Liebe das Leben. Und das Leben liebt dich!

Das kann uns keiner nehmen
von Matthias Politycki

Bewertet mit 4 Sternen

Hans möchte mit seiner Vergangenheit ins Reine kommen - mit einer Besteigung des Kilimandscharo und der Übernachtung im Gipfelkrater. Doch als er und seine Gruppe oben ankommen, muss Hans zu seinem Ärger feststellen, dass dort schon ein Anderer seine Zelte aufgeschlagen hat. Widerwillig nähert er sich dem Platz und es kommt noch schlimmer: Der ihnen Zuvorgekommene, Tscharli, ist ein ungehobelter, respektloser Urbayer mit fürchterlichen Ansichten.

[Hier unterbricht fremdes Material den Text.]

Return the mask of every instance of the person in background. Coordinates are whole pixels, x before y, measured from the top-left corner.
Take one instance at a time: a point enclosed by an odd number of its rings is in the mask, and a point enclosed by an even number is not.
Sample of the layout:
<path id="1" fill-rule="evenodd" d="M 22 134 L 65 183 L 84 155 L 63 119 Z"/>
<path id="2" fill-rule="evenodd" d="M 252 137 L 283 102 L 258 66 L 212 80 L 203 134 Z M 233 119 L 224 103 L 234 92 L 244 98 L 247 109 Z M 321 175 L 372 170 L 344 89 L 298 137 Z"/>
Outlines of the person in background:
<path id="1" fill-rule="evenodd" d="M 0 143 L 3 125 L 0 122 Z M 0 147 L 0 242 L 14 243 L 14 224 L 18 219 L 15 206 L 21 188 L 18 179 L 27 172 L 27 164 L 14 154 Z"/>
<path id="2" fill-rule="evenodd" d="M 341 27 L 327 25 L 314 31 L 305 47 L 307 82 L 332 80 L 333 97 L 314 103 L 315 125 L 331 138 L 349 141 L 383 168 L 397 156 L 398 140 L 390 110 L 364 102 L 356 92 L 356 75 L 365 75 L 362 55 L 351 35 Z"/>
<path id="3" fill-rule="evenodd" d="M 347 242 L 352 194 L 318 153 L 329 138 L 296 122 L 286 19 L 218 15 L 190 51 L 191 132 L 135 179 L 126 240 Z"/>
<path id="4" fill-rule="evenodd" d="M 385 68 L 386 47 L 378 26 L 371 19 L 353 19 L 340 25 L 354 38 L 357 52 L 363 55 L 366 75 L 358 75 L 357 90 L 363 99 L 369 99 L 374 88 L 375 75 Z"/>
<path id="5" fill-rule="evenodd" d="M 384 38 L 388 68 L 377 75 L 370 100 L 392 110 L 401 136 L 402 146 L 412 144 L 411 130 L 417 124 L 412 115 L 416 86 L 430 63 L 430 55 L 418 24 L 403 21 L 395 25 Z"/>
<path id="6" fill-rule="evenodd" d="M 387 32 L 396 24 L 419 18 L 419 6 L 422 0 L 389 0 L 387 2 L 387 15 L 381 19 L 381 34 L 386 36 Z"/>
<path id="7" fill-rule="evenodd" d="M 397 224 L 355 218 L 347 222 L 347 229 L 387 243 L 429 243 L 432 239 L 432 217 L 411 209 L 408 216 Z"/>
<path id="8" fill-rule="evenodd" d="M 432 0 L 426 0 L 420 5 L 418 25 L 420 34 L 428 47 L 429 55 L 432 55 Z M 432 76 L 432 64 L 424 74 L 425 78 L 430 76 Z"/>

Auf dem am nächsten Morgen gezwungenermaßen gemeinsamen Rückweg wird deutlich, wie schlecht es um Tscharlis Gesundheit bestellt ist. Und eh Hans es sich versieht, befindet er sich plötzlich für eine Woche auf einer gemeinsamen Reise mit diesem Rüpel.
Hans berichtet diese Geschichte als Ich-Erzähler und, natürlich, ist er selbst der Maßstab, an dem er Tscharli misst. Immerhin ist er von Beginn an ehrlich genug um festzustellen, dass dieser unsägliche Bayer mit den Afrikanern wesentlich besser klar kommt als Hans, auch wenn er sie immer wieder 'Neger' nennt. Es ist durchaus belustigend zu lesen, wie der politisch korrekte Hanseat dem alten Zausel klar zu machen versucht, wie reaktionär dessen Ansichten und Verhalten sind. Tatsächlich ist es Hans jedoch, der den Einheimischen fremd bleibt bzw. sie auf Distanz hält. Ungewollte europäische Arroganz, Überheblichkeit oder schlicht Furcht? Die beiden so verschiedenen Männer freunden sich wider Erwarten an und nach und nach erzählen sie sich gegenseitig ihre Lebensgeschichten; zumindest den Teil, der sie nach Afrika geführt hat.
Es ist nicht nur eine bzw. zwei Geschichten über die Liebe des Lebens, sondern auch die Liebe zum Leben, die Tscharli aller Widrigkeiten zum Trotz nicht verliert. Er, der zeitweise schmerzhaft geradeheraus ist und scheinbar zwanghaft fast immer gute Laune hat, zeigt seinem Begleiter, wie gut es sich leben lässt und Hans lernt von ihm. Er fühlt sich zum ersten Mal frei, ohne jede Zwänge, die ihm in Deutschland nicht mehr bewusst waren.
Matthias Politycki lässt seinen Protagonisten in einem Tonfall erzählen, als säße er einem gegenüber. Selbst Zögerlichkeiten beim Nachdenken, das Abwägen - alles wird festgehalten und wirkt damit wie ein persönliches Gespräch. Ein Gespräch mit Beschreibungen die so deutlich sind, dass man die Menschen wie auch die Szenerien unmittelbar vor Augen hat. Tscharli ist mir während des Lesens sehr ans Herz gewachsen und ich hoffe, dass es noch viel mehr Tscharlis auf dieser Welt gibt.